Оттого ли, что моя душа была искривленной или неопытной, я разделил свою жизнь с преступником? Поступил ли я так, следуя неотчетливому тоскованию, врожденному или приобретенному? Не запятнало ли меня еще больше то, что серому человеку я все простил: и недоразумения, которые возникли из-за него, и неведомые грехи его желаний?
Я вновь и вновь сопоставлял рассказ Альфреда Тутайна с переживаниями, которые сам испытал в те же часы. Это был тот же временной промежуток, несомненно. И действия людей перекрещивались. Только когда кто-то один удалялся, другой отваживался выйти вперед. В этом зубчато-шестеренчатом механизме дело доходило и до столкновений, соприкосновений. И все-таки, при всей слаженности такого хаотического порядка, существовали различные реальности, которые не смешивались и были друг для друга закрыты… Похожей на жизнь звезд, разделенных миллионами световых лет, была в те дни совокупность наших одиноких существований, соединенных только законом гравитации. Но мы этого не знали. Мы разговаривали друг с другом; это нельзя назвать удачным общением. Мы не понимали, что воздух остается прозрачным только до границы узкого круга наших представлений. Мы все тогда были отделены друг от друга. И потому вокруг нас, словно завесы, падали тени.
Однако печать на двери взломала рука того, кому больше всего приспичило. — Ведь и в трактирной драке гибнет обычно не тот{49}, кто был вечным пьяницей или завсегдатаем заведения.)
Взбивающий воду пароходный винт мало-помалу вытаскивал меня из сна. Я чувствовал дрожание стен, слышал шипящий водоворот и звуки отбрасываемых лопастями струй. Так было и в прежние утра. Но в тот день я, проснувшись, остался лежать на койке и обдумывал события прошлой ночи. Мне казалось, что наша с Альфредом Тутайном дружба существует уже давно. Но одновременно я чувствовал, что мне любопытно, как выглядит мой друг. Я ведь почти не знал его лица. А если и знал, то забыл. (Отчетливее я представлял себе соски у него на груди: что они маленькие, обведенные кружочками, темные. Волосков, которые могли бы их затенять, не было… Орла, вытатуированного на спине у матроса, я тоже еще внимательно не рассматривал{50}. А о маленькой обнаженной женщине — татуировке у него на предплечье — только слышал.) Те же его черты, которые отложились у меня в памяти, наверняка этой ночью изменились. Я нисколько не сомневался, что облик Альфреда Тутайна должен был измениться. Я поэтому и не пытался его представить. И ожидал за такое поведение какой-то награды. — А может, еще надеялся на неожиданность, которая освободит меня от сообщничества с ним? — Мне трудно точно истолковать свои тогдашние побуждения в первые минуты после того, как я проснулся. Я бы, может, и хотел написать: я чувствовал себя посаженным на цепь. Но как мало это неуверенное утверждение соответствовало бы действительности! Чем больше усилий я прилагаю, тем меньше мне удается проследить происхождение позднейших тягостных мыслей до их первого ростка. Мне кажется, это невозможно: моя душа не настолько лжива, чтобы уже тогда ненавистное ощущение зависимости — следствие пережитых потрясений — подтачивало мое желание хранить верность Альфреду Тутайну. Может, я себя чувствовал ослабленным. Как после болезни. (Год спустя я бы мог подумать: как после исступления.) В любом случае, думал я, я прикован к переживаниям одной ночи. Так уж получилось… Я сам был инициатором этой дружбы, но даже не знаю, как выглядит мой друг…. Помню, разве что, его грудь. Я очень точно знаю, каким образом он убил мою любимую, но при этом забыл, как он выглядит. Не исключено, что я его даже не узн'aю…
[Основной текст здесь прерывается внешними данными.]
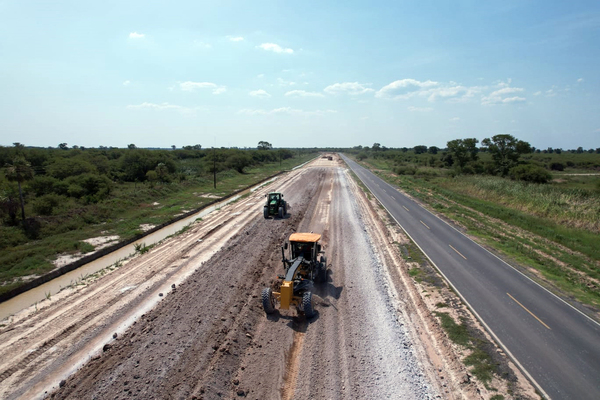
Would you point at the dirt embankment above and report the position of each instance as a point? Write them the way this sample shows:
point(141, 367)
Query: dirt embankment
point(207, 336)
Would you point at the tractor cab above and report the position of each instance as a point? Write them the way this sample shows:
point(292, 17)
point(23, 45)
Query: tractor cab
point(275, 205)
point(274, 198)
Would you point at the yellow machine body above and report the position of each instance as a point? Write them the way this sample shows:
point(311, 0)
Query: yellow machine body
point(286, 296)
point(287, 292)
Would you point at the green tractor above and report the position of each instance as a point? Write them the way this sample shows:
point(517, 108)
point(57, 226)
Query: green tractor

Посреди этой озвученной неопределенности я испытывал и чистое удовлетворение: оттого что ОН, спящий, лежит надо мной. Новый человек, устроенный так-то и так-то — что мне еще только предстоит узнать, — с которым я всегда буду заодно, в хорошем и в плохом; тогда как ОНА — ушедший человек, близкий мне когда-то, которого, как мне казалось, я очень хорошо знал, но теперь мертвый, утонувший вместе с кораблем, удерживаемый мощной, крепко сбитой реечной конструкцией, — ОНА теперь в соленой воде, в заиленных гротах на морском дне, и переживет там тысячелетия… Тени тления мелькали перед моими глазами. Как тающий снег — такой представлялась мне знакомая человеческая кожа. Я лежал и грезил о незнакомом.
Альфред Тутайн шевельнулся в своей постели. Спросил:
— Это правда, Аниас, что ты мой друг?
В то утро он назвал меня Аниасом. Так оно между нами и осталось{51}.
Я ответил:
— Конечно, Тутайн.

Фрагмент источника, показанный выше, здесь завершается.